How much bandwidth needs to be allocated to serve the deployment?

To determine needed bandwidth you need to discriminate between two cases: using SBC with and without media anchoring. The more bandwidth-hungry case is that with media anchoring. With the most commonly used codec, G.711, a call consumes 197 kbps bandwidth in each direction.

To determine the maximum bandwidth needed calculate the product of maximum number of parallel calls by the bandwidth specific to the codec in use, 197 kbps if it is G.711. Public IP Address Space

How many public IP addresses need to be allocated for an SBC Cluster?

The minimum number is one shared VIP address for every active/standby pair.

3.1.5. IT Integration

An SBC is rarely a standalone component. More often it integrates with other components for the sake of connecting to external policy logic, network monitoring, server naming and others. This section lists typical integration options you may need to consider for your deployment. RESTful interface

Does the SBC need to consult an external server for its decision making?

If so, the ABC SBC built-in RESTful query allows to ask an external server how a session shall be handled. This query possibility allows to integrate external and complicated logic in the SBC which is customer-specific or for other reasons difficult to integrate with the SBC directly.

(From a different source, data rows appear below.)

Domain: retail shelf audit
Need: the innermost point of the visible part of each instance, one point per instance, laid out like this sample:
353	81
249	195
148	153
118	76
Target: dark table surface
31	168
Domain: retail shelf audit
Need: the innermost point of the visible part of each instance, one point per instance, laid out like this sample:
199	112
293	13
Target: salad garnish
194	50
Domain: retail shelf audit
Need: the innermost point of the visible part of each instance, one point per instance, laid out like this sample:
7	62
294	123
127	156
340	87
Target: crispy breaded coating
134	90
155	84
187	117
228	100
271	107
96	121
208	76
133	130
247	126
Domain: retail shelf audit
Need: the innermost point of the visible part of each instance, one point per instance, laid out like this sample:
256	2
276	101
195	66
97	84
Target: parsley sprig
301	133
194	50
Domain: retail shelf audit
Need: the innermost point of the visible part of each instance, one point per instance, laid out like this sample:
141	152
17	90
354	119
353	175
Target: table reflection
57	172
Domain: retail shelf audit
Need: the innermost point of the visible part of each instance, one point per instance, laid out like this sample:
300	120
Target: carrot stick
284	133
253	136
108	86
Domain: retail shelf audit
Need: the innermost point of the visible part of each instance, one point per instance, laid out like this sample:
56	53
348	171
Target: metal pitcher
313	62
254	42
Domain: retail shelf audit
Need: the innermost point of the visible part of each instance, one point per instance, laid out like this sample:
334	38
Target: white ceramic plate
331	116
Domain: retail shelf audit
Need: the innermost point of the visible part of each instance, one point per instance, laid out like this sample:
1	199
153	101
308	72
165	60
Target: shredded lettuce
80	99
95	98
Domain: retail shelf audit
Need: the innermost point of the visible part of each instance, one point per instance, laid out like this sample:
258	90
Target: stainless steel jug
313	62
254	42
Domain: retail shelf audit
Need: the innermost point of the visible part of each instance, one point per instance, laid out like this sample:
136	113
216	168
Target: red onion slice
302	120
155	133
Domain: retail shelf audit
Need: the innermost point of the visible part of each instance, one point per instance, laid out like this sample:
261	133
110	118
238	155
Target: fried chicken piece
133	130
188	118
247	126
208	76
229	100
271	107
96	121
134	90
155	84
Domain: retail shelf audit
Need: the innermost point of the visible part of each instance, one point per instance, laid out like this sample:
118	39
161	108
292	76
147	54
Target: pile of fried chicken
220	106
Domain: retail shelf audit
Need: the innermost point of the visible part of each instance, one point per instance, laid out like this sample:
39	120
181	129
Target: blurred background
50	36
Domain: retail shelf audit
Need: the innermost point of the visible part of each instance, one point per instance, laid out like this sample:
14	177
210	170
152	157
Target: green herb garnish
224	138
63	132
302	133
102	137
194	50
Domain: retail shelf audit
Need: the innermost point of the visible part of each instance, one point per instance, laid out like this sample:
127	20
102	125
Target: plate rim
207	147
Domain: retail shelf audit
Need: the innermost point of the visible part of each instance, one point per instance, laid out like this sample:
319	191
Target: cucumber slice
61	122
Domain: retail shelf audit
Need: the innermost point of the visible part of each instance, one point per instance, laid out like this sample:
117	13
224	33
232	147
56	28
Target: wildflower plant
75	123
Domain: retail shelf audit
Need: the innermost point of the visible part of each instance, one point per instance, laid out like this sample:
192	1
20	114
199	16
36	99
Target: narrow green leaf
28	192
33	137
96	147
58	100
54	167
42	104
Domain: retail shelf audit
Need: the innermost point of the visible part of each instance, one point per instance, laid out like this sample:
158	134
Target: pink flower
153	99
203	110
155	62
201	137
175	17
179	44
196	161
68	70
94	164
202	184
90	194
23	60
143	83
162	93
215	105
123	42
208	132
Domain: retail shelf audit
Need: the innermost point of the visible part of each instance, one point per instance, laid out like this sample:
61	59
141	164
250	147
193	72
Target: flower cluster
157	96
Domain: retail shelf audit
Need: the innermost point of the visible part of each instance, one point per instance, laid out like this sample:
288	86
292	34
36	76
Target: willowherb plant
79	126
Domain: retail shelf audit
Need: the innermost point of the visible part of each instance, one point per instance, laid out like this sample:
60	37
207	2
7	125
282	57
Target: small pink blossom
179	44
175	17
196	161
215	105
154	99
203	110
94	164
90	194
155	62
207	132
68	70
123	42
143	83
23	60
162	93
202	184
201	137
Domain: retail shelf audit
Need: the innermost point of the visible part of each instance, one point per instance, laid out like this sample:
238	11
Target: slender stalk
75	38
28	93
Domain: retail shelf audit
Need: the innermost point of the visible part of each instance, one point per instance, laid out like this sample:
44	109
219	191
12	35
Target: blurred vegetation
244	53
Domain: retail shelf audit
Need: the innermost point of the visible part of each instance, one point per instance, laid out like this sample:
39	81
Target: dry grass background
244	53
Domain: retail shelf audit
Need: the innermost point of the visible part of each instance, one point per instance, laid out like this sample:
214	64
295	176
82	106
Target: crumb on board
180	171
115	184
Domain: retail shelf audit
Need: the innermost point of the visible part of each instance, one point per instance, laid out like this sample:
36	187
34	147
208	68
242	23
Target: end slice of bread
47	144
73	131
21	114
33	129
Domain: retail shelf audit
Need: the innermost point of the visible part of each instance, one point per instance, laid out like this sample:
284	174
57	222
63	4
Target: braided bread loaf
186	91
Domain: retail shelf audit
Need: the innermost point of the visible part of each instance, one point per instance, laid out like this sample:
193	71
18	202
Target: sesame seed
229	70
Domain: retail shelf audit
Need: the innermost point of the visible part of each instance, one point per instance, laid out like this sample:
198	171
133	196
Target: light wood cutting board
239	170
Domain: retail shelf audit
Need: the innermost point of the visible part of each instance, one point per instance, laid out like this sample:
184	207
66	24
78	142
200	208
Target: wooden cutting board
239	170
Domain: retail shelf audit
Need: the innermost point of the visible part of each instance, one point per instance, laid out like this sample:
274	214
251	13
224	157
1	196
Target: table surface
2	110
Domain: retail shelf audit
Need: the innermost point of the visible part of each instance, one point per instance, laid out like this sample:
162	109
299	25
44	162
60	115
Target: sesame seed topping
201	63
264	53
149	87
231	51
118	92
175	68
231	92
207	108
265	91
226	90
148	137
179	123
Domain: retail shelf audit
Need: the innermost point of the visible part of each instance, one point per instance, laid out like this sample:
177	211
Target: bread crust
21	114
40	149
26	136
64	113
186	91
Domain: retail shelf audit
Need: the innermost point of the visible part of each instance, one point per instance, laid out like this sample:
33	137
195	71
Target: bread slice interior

See more in the Section RESTful Interface. Recording

For various reasons, audio recording may need to be configured. What needs to be integrated is access to the recorded files. The easiest way is none: the recorded files are stored on local storage and accessed through the events web-page. Uploading to HTTP may also be used. In either case, some deletion and retention policy must be created, otherwise the local storage will be soon full.

See more in the Section Audio Recording. Monitoring

Do you need to see how the SBC is doing?

Of course you do. We suggest use of the optional ABC Monitor as described in Section ABC Monitor (Optional) as it provides ABC SBC administrators with full history of users and analytical tools to audit it.

You can also use SNMP at a third-party management console to inspect health of your ABC SBC and the networks. It is possible to define your own custom counters. See more in the Section Using SNMP for Measurements and Monitoring. Mass Provisioning

Do you need to provision the SBC with lot of repetitive data such as thousands of Least-Cost-Routing Entries?

Then you certainly do not want to provision it rule by rule. Instead you devise one rule and fill it with data. The actual data can comes over a web interface or RPC.

See more in the Section Provisioned Tables. Call Detail Record (CDR) Exports

Do you need to access CDRs for sake of charging and reconcilliation?

Then you must access the internally produced CDRs.

See the Section Call Data Records (CDRs) for more about CDR location, format and access. DNS Naming

How do I make the SBCs known to their counter-parts?

While it is possibly to communicate with peer SIP-devices only using IP addresses we recommend that every single SBC has a DNS name which is communicated as the point-of-contact to its peers. If nothing else, it makes IP renumbering much easier should it occur.

DNS map entries for SIP servers follow the SRV DNS extension as described in RFC 3263.